Unlike non-federated machine learning, there are multiple approaches to initialize a global model. In previous NVFLARE releases, the model is always initialized at the FL server-side and then broadcast to all the FL clients. Clients will take this initial model and start training. With the FLARE 2.3.0 release, we introduce a new model initialization approach: client-side model initialization. Users can decide to use either approach depending on their use cases and requirements.

The benefits of the server-side model initialization allows the model to only initialize once in one place (server) and then be distributed to all clients, so all clients have the same initial model. The potential issue with server-side model initialization might involve security concerns. For example, in order to initialize a CNN model, we need to train the initial CNN model to generate the model. Running user-defined python code raises alarms to certain users.

An alternative server-side model initialization without running python code is to have a predefined model file ready. This means users need to generate a model outside and then manually upload the model file to a location that is accessible to the FL Server. This approach works but requires extra manual steps outside of the training process.

Client-side model initialization is an alternative approach that avoids server-side custom code as well as extra setup. Unlike the server-side initialization approach, client-side initialization asks every client to send the initialized model as a pre-task in the workflow before the training starts.
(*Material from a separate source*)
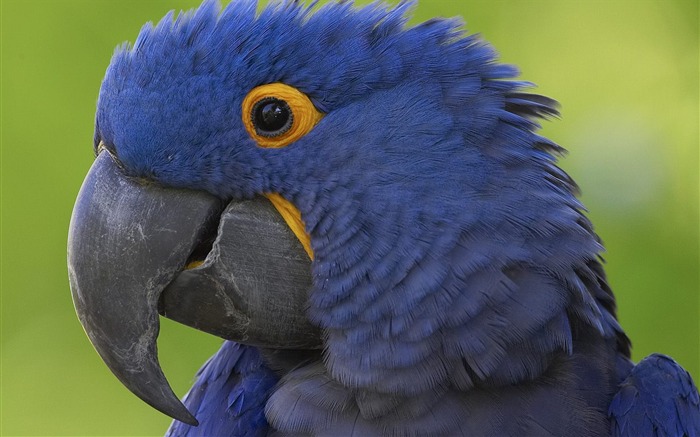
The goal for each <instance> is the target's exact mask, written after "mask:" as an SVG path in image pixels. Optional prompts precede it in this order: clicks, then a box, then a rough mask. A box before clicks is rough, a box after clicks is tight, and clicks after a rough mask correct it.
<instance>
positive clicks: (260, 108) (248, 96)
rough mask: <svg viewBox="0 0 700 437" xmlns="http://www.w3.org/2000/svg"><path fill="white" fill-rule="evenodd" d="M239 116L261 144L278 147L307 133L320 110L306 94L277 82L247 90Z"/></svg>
mask: <svg viewBox="0 0 700 437" xmlns="http://www.w3.org/2000/svg"><path fill="white" fill-rule="evenodd" d="M242 117H243V125H244V126H245V128H246V130H247V131H248V134H249V135H250V136H251V138H253V139H254V140H255V142H257V143H258V145H259V146H260V147H266V148H280V147H285V146H288V145H289V144H291V143H293V142H294V141H296V140H298V139H299V138H301V137H303V136H304V135H306V134H307V133H309V132H310V131H311V129H313V127H314V126H316V124H317V123H318V122H319V121H320V120H321V118H323V113H322V112H319V111H318V109H316V107H315V106H314V104H313V103H312V102H311V100H310V99H309V98H308V97H307V96H306V94H304V93H302V92H301V91H299V90H298V89H296V88H294V87H291V86H289V85H286V84H283V83H279V82H276V83H269V84H266V85H260V86H258V87H255V88H253V89H252V90H250V92H249V93H248V95H247V96H246V97H245V99H243V112H242Z"/></svg>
On the server side, once the server receives the initial models from the clients, the server can choose different strategies to leverage the models from different clients:

  • Select one model randomly from all clients’ models, then use it as the global initial model

  • Apply some aggregation function to generate the global initial model

In 2.3.0 release, a new InitializeGlobalWeights controller (nvflare.app_common.workflows.initialize_global_weights.InitializeGlobalWeights) was implemented to handle client-side model initialization. For details, see Initialize Global Weights Workflow for Client-Side Global Model Initialization.

Here we have implemented the following strategies (specified with the “weight_method” argument):
  • If weight_method = “first”, then use the weights reported from the first client;

  • If weight_method is “client”, then only use the weights reported from the specified client.

If your use case demands a different strategy, then you can implement a new controller.